By systematically addressing these factors, researchers can better understand the sources of variation and design experiments that yield more consistent and interpretable results.

What emerging technologies might enhance research on Olfr151 function and expression?

Several cutting-edge technologies hold promise for advancing research on Olfr151:

• CRISPR-based approaches:

  • Precise genome editing to create knock-in reporter lines

  • Base editing for introducing specific mutations in Olfr151

  • CRISPRa/CRISPRi for modulating endogenous Olfr151 expression

• Advanced imaging techniques:

  • Super-resolution microscopy for visualizing Olfr151 trafficking

  • Light-sheet microscopy for whole-olfactory system imaging

  • In vivo imaging with genetically encoded sensors

• Structural biology advancements:

  • Cryo-EM for determining Olfr151 structure

  • Computational modeling based on AlphaFold2 predictions

  • Structure-based virtual screening for ligand discovery

• Single-cell multi-omics:

  • Integration of transcriptomics, proteomics, and epigenomics

  • Spatial transcriptomics to preserve anatomical context

  • Longitudinal single-cell analysis to track OR choice dynamics

These technologies will enable more precise manipulation and analysis of Olfr151, potentially revealing new aspects of its function and regulation.

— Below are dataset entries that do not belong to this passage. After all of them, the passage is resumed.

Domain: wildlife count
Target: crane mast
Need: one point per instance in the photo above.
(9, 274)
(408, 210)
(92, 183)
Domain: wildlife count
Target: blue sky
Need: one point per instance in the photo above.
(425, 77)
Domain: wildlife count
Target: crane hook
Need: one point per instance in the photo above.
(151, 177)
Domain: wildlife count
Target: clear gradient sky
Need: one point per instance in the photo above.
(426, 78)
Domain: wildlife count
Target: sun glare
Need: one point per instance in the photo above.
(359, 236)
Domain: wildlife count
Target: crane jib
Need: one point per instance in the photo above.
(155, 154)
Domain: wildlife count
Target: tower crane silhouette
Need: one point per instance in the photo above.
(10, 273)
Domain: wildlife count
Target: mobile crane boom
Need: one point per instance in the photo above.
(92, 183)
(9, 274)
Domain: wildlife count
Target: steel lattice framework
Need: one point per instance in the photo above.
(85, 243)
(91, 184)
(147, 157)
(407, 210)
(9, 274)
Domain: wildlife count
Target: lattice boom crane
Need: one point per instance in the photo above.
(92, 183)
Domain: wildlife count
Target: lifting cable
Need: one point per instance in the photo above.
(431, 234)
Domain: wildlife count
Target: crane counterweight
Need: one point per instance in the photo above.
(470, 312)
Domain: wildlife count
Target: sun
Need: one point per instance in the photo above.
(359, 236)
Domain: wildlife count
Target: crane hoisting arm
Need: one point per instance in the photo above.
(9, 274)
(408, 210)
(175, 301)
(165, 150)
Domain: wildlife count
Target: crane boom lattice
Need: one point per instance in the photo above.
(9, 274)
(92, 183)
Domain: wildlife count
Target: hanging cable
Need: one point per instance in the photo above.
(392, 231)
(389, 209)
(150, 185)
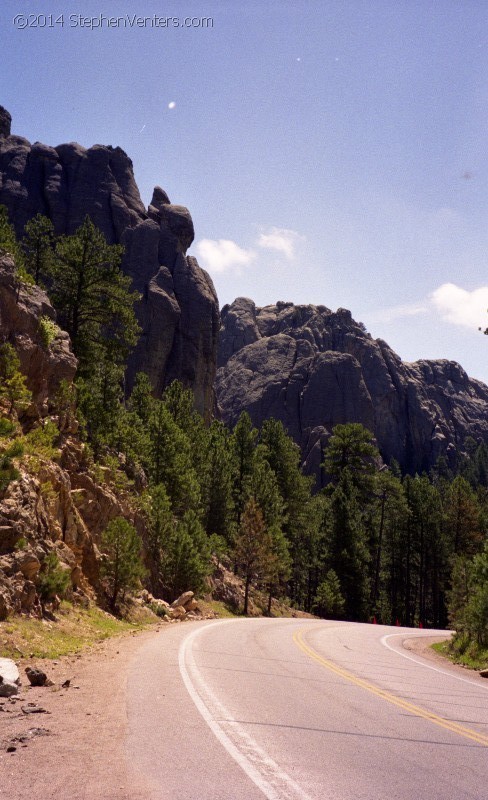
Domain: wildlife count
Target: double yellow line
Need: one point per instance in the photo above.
(454, 727)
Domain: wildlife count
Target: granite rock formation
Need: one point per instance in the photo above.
(44, 365)
(312, 369)
(178, 312)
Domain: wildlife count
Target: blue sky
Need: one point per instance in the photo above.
(329, 152)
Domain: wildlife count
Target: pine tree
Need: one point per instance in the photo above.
(185, 561)
(219, 506)
(347, 551)
(13, 387)
(351, 447)
(122, 566)
(92, 297)
(253, 547)
(38, 248)
(328, 601)
(170, 461)
(243, 443)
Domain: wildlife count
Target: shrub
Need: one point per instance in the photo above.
(53, 579)
(48, 331)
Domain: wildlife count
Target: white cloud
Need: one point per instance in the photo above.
(220, 255)
(461, 307)
(396, 312)
(282, 240)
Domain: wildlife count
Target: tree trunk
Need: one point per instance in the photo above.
(246, 594)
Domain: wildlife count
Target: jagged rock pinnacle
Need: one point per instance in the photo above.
(5, 122)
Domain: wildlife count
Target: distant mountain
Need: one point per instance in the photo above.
(312, 368)
(178, 312)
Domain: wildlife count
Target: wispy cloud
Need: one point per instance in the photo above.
(461, 307)
(222, 255)
(281, 239)
(397, 312)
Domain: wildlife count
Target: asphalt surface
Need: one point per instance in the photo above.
(302, 710)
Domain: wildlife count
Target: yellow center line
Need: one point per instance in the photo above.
(454, 727)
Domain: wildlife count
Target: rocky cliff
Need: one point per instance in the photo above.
(178, 312)
(21, 310)
(313, 368)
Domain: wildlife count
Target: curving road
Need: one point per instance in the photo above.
(303, 710)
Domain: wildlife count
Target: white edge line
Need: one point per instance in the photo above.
(424, 663)
(254, 774)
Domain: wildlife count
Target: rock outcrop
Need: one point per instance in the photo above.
(22, 310)
(312, 369)
(178, 312)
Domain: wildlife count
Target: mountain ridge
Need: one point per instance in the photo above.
(313, 368)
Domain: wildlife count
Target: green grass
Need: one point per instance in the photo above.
(461, 650)
(75, 629)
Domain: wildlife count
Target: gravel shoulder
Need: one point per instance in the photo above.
(76, 750)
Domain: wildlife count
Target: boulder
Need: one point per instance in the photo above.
(9, 678)
(36, 676)
(178, 612)
(29, 565)
(183, 599)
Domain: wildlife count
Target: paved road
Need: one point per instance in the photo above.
(303, 710)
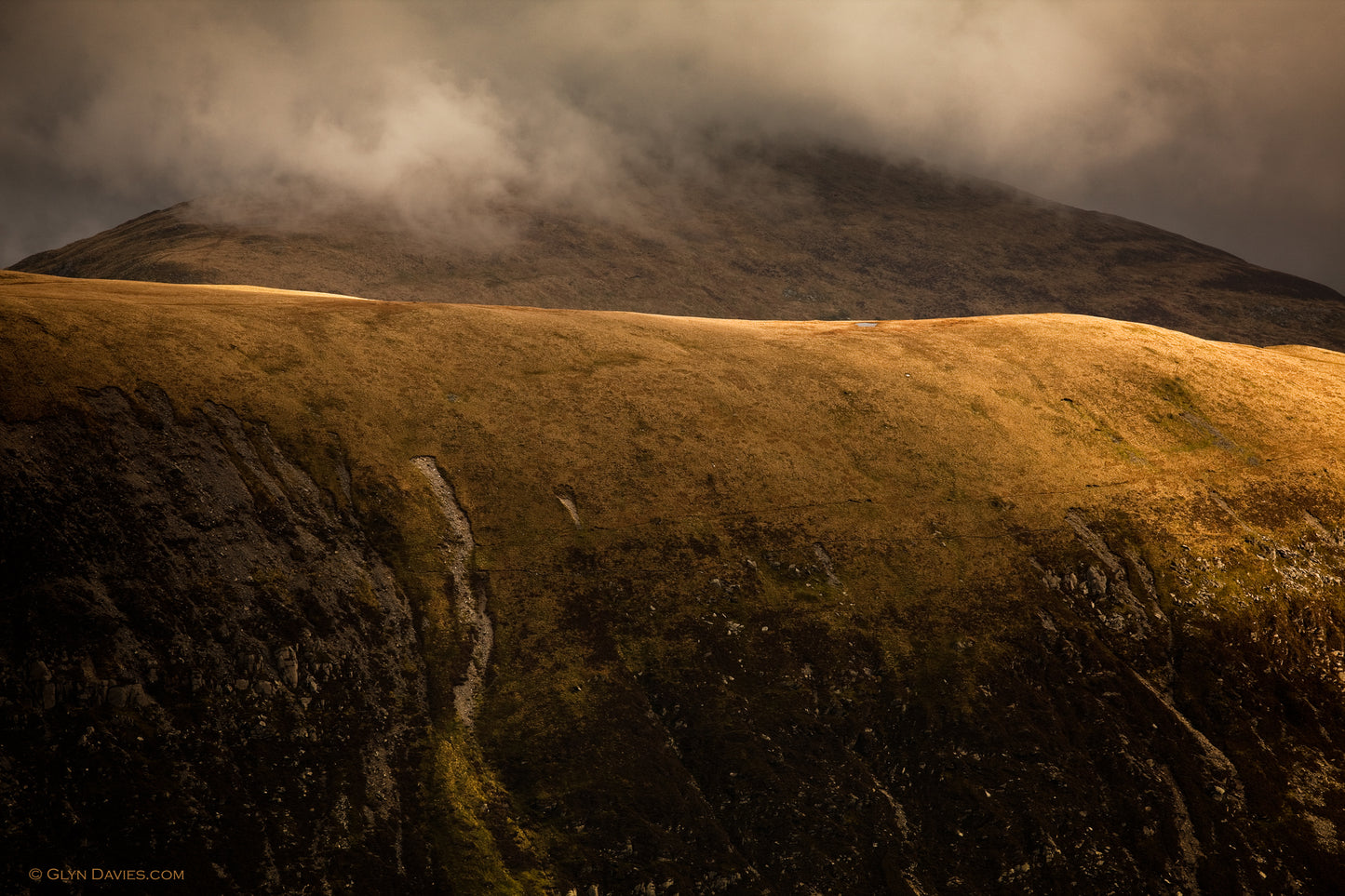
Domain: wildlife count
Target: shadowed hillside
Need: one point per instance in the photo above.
(314, 592)
(791, 237)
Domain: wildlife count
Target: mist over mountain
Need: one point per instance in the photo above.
(1217, 120)
(692, 491)
(765, 233)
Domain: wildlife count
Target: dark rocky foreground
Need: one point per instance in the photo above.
(205, 666)
(208, 665)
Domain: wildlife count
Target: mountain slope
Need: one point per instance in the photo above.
(1030, 603)
(775, 235)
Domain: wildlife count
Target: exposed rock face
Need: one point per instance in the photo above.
(203, 663)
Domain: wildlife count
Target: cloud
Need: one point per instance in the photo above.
(1218, 118)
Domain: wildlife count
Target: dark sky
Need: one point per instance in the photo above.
(1223, 120)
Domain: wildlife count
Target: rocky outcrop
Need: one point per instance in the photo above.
(205, 666)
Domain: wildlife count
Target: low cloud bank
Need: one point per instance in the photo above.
(1223, 120)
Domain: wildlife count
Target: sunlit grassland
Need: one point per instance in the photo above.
(771, 482)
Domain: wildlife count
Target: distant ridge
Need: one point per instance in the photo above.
(791, 235)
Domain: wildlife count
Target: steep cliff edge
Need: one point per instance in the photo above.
(205, 665)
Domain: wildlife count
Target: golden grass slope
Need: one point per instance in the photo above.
(906, 429)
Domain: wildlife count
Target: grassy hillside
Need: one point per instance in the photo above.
(791, 235)
(1033, 602)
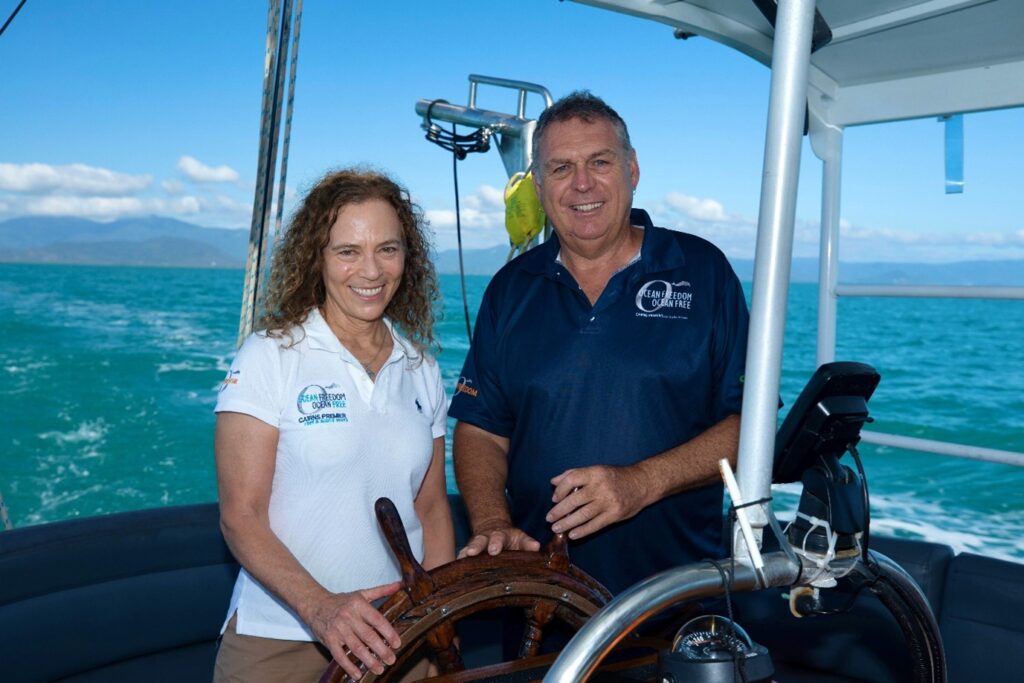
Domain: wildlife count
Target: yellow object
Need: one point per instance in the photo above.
(523, 214)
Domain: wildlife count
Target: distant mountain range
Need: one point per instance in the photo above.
(166, 242)
(150, 241)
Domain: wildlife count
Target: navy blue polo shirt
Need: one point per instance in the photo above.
(656, 360)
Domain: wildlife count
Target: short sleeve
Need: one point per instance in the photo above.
(439, 426)
(731, 323)
(253, 383)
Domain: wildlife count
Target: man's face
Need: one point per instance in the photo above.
(586, 182)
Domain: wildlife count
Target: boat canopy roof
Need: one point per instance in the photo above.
(887, 60)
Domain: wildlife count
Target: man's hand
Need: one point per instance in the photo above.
(588, 499)
(499, 539)
(347, 623)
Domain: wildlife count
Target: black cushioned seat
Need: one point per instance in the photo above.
(863, 644)
(982, 620)
(115, 597)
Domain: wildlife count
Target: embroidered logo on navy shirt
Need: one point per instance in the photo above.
(463, 386)
(318, 406)
(659, 298)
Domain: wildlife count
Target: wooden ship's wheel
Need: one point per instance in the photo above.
(425, 610)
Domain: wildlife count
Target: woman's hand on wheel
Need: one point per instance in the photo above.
(348, 623)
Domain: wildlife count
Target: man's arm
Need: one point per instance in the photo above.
(588, 499)
(481, 470)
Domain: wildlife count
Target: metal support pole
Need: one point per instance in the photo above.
(617, 619)
(791, 57)
(279, 31)
(826, 140)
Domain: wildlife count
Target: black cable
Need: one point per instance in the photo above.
(458, 230)
(11, 17)
(865, 539)
(460, 145)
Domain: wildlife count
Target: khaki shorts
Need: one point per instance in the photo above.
(255, 659)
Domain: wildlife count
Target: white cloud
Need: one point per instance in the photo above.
(482, 218)
(73, 178)
(110, 207)
(695, 208)
(197, 171)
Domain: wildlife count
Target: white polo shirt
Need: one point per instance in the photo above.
(344, 441)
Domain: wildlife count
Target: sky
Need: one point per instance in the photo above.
(112, 109)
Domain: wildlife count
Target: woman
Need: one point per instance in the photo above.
(325, 411)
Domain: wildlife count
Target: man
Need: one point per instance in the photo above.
(605, 376)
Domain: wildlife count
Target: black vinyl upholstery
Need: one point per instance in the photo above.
(133, 596)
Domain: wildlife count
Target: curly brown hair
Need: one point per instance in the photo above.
(296, 283)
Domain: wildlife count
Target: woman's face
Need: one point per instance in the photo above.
(363, 262)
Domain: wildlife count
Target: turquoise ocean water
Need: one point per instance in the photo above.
(110, 378)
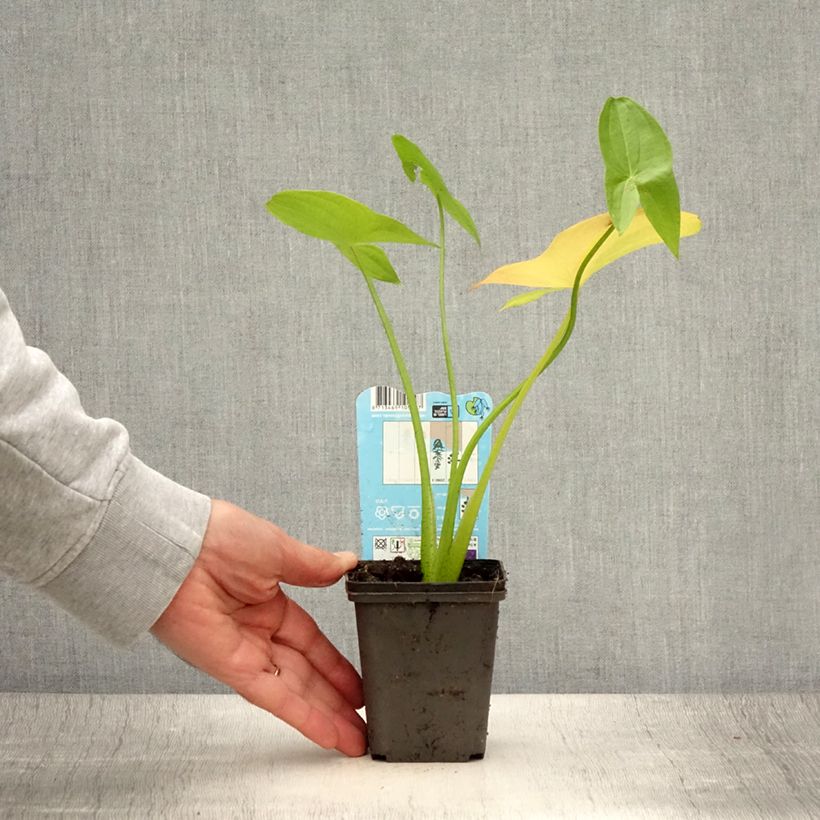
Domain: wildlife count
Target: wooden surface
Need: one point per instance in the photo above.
(612, 756)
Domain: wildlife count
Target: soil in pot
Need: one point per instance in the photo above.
(427, 654)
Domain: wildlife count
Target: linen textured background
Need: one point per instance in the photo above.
(656, 505)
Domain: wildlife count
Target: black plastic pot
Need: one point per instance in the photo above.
(427, 653)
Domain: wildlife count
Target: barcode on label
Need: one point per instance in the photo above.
(391, 398)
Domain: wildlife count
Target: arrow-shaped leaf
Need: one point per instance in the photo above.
(638, 160)
(414, 162)
(351, 226)
(371, 260)
(339, 219)
(555, 269)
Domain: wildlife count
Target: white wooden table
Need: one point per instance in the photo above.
(612, 756)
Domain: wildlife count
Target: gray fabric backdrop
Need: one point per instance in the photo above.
(657, 503)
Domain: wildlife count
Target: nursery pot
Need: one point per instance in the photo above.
(427, 654)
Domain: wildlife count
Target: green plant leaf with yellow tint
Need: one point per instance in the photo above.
(638, 160)
(555, 269)
(413, 161)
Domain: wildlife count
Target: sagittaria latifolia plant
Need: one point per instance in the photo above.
(643, 208)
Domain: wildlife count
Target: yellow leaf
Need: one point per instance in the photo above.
(557, 267)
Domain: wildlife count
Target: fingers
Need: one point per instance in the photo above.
(303, 679)
(307, 566)
(291, 626)
(314, 720)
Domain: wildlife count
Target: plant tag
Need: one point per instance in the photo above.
(389, 481)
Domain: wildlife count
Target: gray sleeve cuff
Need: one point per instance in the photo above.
(146, 543)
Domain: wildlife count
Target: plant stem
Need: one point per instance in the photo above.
(453, 488)
(445, 337)
(428, 510)
(449, 565)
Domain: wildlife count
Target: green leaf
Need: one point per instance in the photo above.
(638, 161)
(527, 297)
(414, 162)
(371, 260)
(339, 219)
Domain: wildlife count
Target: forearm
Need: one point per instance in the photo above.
(81, 518)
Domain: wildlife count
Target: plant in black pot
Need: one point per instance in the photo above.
(427, 627)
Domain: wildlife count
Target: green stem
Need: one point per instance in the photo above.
(428, 510)
(445, 337)
(446, 534)
(449, 565)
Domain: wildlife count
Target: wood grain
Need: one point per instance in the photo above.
(612, 756)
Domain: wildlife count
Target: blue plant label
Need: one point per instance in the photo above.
(389, 481)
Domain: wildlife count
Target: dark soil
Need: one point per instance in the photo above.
(401, 570)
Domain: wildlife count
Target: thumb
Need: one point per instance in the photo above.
(306, 566)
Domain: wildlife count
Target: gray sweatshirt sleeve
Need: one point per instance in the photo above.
(81, 518)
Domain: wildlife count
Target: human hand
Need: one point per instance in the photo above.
(231, 619)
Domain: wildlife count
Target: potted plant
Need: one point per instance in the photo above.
(427, 628)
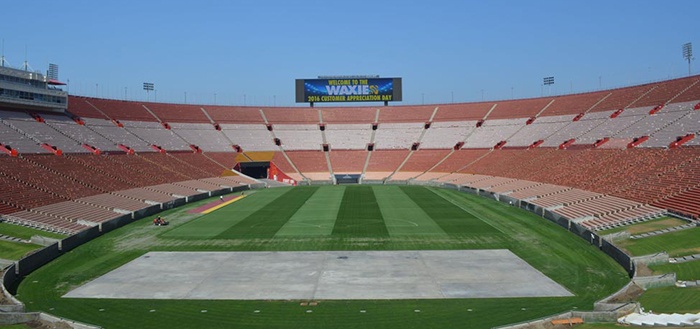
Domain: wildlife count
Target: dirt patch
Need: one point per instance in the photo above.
(643, 270)
(47, 325)
(655, 225)
(632, 293)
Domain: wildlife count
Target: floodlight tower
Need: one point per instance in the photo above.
(688, 54)
(548, 81)
(148, 87)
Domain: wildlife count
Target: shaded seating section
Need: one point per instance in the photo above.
(299, 137)
(73, 167)
(575, 129)
(121, 110)
(459, 159)
(667, 91)
(422, 160)
(40, 132)
(490, 181)
(33, 174)
(564, 197)
(383, 163)
(347, 161)
(18, 140)
(229, 181)
(692, 123)
(574, 104)
(521, 108)
(622, 217)
(396, 114)
(171, 164)
(203, 162)
(650, 124)
(234, 114)
(535, 191)
(16, 194)
(283, 165)
(118, 203)
(446, 135)
(117, 135)
(80, 133)
(278, 115)
(142, 172)
(148, 196)
(397, 135)
(251, 137)
(44, 222)
(178, 113)
(612, 127)
(684, 203)
(603, 205)
(311, 164)
(77, 212)
(153, 133)
(462, 112)
(508, 187)
(256, 156)
(119, 177)
(203, 135)
(227, 160)
(357, 115)
(174, 190)
(78, 105)
(622, 98)
(541, 129)
(199, 185)
(688, 123)
(348, 136)
(492, 132)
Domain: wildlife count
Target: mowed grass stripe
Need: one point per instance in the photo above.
(401, 215)
(317, 216)
(359, 215)
(213, 224)
(265, 222)
(451, 218)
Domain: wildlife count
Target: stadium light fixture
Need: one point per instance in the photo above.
(148, 87)
(688, 54)
(548, 81)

What are the most promising areas for future investigation regarding Olfr151?

Based on current knowledge gaps, several research directions appear particularly promising:

• Structure-function relationships:

  • Identification of protein domains critical for RTP interaction

  • Determination of ligand binding sites and activation mechanisms

  • Engineering of Olfr151 variants with altered trafficking properties

• Developmental biology:

  • Temporal dynamics of Olfr151 expression during development

  • Mechanisms linking OR choice to axon guidance

  • Environmental influences on Olfr151 expression patterns

• Comparative studies:

  • Evolution of Olfr151 across species

  • Comparison of "uORs" vs. "oORs" to identify determinants of RTP dependency

  • Cross-species functional conservation and divergence

• Translational applications:

  • Using Olfr151 as a model for understanding GPCR trafficking disorders

  • Development of high-throughput screening systems based on Olfr151

  • Application of OR trafficking principles to therapeutic protein delivery

These research directions build upon existing knowledge while addressing fundamental questions about olfactory receptor biology that have broader implications for understanding GPCR function and regulation.